Ben Millwood🔸 comments on Matthew_Barnett’s Quick takes

Ben Millwood🔸 3 Feb 2024 19:59 UTC
8 points
6 ∶ 1
A lot of these points seem like arguments that it’s possible that unaligned AI takeover will go well, e.g. there’s no reason not to think that AIs are conscious, or will have interesting moral values, or etc.

My stance is that we (more-or-less) know humans are conscious and have moral values that, while they have failed to prevent large amounts of harm, seem to have the potential to be good. AIs may be conscious and may have welfare-promoting values, but we don’t know that yet. We should try to better understand whether AIs are worthy successors before transitioning power to them.

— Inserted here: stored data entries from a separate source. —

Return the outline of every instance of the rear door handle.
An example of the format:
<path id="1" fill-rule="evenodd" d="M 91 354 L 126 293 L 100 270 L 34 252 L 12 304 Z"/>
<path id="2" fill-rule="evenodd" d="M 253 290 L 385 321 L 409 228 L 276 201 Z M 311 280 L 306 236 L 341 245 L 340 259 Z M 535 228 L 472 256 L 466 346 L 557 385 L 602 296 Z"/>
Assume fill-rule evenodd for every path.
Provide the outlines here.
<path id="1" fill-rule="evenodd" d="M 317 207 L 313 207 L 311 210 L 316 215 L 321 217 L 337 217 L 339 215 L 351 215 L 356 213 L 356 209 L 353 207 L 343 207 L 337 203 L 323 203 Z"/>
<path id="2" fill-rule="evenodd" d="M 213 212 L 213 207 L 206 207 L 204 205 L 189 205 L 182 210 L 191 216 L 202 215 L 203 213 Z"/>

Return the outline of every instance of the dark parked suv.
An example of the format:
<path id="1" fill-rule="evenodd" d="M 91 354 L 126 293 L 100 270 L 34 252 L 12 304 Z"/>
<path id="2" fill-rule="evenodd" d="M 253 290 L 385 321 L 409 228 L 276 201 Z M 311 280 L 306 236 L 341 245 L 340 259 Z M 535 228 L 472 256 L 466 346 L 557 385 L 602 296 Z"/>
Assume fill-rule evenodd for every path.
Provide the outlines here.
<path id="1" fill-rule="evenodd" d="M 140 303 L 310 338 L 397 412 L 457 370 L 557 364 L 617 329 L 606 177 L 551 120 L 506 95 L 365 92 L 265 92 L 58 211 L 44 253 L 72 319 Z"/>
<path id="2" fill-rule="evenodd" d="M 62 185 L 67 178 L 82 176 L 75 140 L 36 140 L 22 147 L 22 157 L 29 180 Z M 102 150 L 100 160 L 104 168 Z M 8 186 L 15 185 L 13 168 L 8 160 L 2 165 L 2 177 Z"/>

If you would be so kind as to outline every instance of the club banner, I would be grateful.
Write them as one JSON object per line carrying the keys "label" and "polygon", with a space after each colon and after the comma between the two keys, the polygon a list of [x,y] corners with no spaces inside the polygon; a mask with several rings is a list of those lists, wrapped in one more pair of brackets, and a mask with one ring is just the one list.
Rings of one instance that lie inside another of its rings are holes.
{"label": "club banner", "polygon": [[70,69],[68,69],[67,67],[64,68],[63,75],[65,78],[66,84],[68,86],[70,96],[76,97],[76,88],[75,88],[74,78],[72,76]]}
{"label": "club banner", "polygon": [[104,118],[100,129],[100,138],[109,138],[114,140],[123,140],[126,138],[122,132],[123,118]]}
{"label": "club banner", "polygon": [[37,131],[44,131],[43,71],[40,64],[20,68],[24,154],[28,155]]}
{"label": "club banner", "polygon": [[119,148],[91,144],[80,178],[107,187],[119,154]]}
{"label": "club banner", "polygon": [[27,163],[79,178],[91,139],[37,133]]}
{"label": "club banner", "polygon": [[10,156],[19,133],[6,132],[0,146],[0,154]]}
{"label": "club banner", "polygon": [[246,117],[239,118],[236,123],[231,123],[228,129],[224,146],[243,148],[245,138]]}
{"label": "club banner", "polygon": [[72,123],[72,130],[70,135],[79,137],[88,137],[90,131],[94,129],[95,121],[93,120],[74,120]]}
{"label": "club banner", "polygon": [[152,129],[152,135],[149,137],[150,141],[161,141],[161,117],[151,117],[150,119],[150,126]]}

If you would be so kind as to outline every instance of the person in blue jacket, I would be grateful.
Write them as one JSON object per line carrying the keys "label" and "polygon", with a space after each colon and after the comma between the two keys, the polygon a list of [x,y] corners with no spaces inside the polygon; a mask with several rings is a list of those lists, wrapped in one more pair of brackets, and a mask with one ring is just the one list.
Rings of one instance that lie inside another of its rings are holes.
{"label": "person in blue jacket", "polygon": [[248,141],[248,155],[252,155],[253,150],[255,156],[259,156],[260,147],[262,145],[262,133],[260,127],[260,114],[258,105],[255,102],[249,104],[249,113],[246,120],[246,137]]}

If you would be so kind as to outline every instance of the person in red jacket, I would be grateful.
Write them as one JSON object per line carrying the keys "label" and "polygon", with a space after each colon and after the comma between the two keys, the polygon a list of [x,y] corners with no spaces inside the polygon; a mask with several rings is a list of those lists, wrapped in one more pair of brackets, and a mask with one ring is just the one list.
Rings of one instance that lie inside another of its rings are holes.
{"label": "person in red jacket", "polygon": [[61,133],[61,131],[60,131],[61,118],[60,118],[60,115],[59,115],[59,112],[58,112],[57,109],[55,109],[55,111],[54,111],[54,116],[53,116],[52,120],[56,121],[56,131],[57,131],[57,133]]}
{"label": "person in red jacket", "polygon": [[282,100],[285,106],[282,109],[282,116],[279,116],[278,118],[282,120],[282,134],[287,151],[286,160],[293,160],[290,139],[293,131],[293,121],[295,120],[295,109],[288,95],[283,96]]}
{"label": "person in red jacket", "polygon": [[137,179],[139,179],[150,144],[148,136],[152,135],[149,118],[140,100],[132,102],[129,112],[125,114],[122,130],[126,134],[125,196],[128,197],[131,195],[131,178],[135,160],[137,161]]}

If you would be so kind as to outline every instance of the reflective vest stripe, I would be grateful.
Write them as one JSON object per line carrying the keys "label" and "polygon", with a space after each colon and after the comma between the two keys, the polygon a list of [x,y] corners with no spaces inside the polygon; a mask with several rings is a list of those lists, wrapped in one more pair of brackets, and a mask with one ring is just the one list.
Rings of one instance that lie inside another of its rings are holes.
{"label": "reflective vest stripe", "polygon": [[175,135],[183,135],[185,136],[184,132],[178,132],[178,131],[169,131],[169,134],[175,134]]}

Probably a core point of disagreement here is whether, presented with a “random” intelligent actor, we should expect it to promote welfare or prevent suffering “by default”. My understanding is that some accelerationists believe that we should. I believe that we shouldn’t. Moreover I believe that it’s enough to be substantially uncertain about whether this is or isn’t the default to want to take a slower and more careful approach.
- Matthew_Barnett 4 Feb 2024 20:55 UTC
  10 points
  1 ∶ 1
  Parent
  My stance is that we (more-or-less) know humans are conscious and have moral values that, while they have failed to prevent large amounts of harm, seem to have the potential to be good.
  I claim there’s a weird asymmetry here where you’re happy to put trust into humans because they have the “potential” to do good, but you’re not willing to say the same for AIs, even though they seem to have the same type of “potential”.
  Whatever your expectations about AIs, we already know that humans are not blank slates that may or may not be altruistic in the future: we actually have a ton of evidence about the quality and character of human nature, and it doesn’t make humans look great. Humans are not mainly described as altruistic creatures. I mentioned factory farming in my original comment, but one can examine the way people spend their money (i.e. not mainly on charitable causes), or the history of genocides, war, slavery, and oppression for additional evidence.
  Probably a core point of disagreement here is whether, presented with a “random” intelligent actor, we should expect it to promote welfare or prevent suffering “by default”.
  I don’t expect humans to “promote welfare or prevent suffering” by default either. Look at the current world. Have humans, on net, reduced or increased suffering? Even if you think humans have been good for the world, it’s not obvious. Sure, it’s easy to dismiss the value of unaligned AIs if you compare against some idealistic baseline; but I’m asking you to compare against a realistic baseline, i.e. actual human nature.
  - Ben Millwood🔸 4 Feb 2024 22:33 UTC
    10 points
    3 ∶ 1
    Parent
    It seems like you’re just substantially more pessimistic than I am about humans. I think factory farming will be ended, and though it seems like humans have caused more suffering than happiness so far, I think their default trajectory will be to eventually stop doing that, and to ultimately do enough good to outweigh their ignoble past. I don’t think this is certain by any means, but I think it’s a reasonable extrapolation. (I maybe don’t expect you to find it a reasonable extrapolation.)
    
    Meanwhile I expect the typical unaligned AI may seize power for some purpose that seems to us entirely trivial, and may be uninterested in doing any kind of moral philosophy, and/or may not place any terminal (rather than instrumental) value in paying attention to other sentient experiences in any capacity. I do think humans, even with their kind of terrible track record, are more promising than that baseline, though I can see why other people might think differently.
  - Ben Millwood🔸 5 Feb 2024 12:23 UTC
    7 points
    1 ∶ 0
    Parent
    
    Sure, it’s easy to dismiss the value of unaligned AIs if you compare against some idealistic baseline; but I’m asking you to compare against a realistic baseline, i.e. actual human nature.
    
    I haven’t read your entire post about this, but I understand you believe that if we created aligned AI, it would get essentially “current” human values, rather than e.g. some improved / more enlightened iteration of human values. If instead you believed the latter, that would set a significantly higher bar for unaligned AI, right?
    - Matthew_Barnett 5 Feb 2024 23:54 UTC
      7 points
      1 ∶ 0
      Parent
      
      If instead you believed the latter, that would set a significantly higher bar for unaligned AI, right?
      
      That’s right, if I thought human values would improve greatly in the face of enormous wealth and advanced technology, I’d definitely be open to seeing humans as special and extra valuable from a total utilitarian perspective. Note that many routes through which values could improve in the future could apply to unaligned AIs too. So, for example, I’d need to believe that humans would be more likely to reflect, and be more likely to do the right type of reflection, relative to the unaligned baseline. In other words it’s not sufficient to argue that humans would reflect a little bit; that wouldn’t really persuade me at all.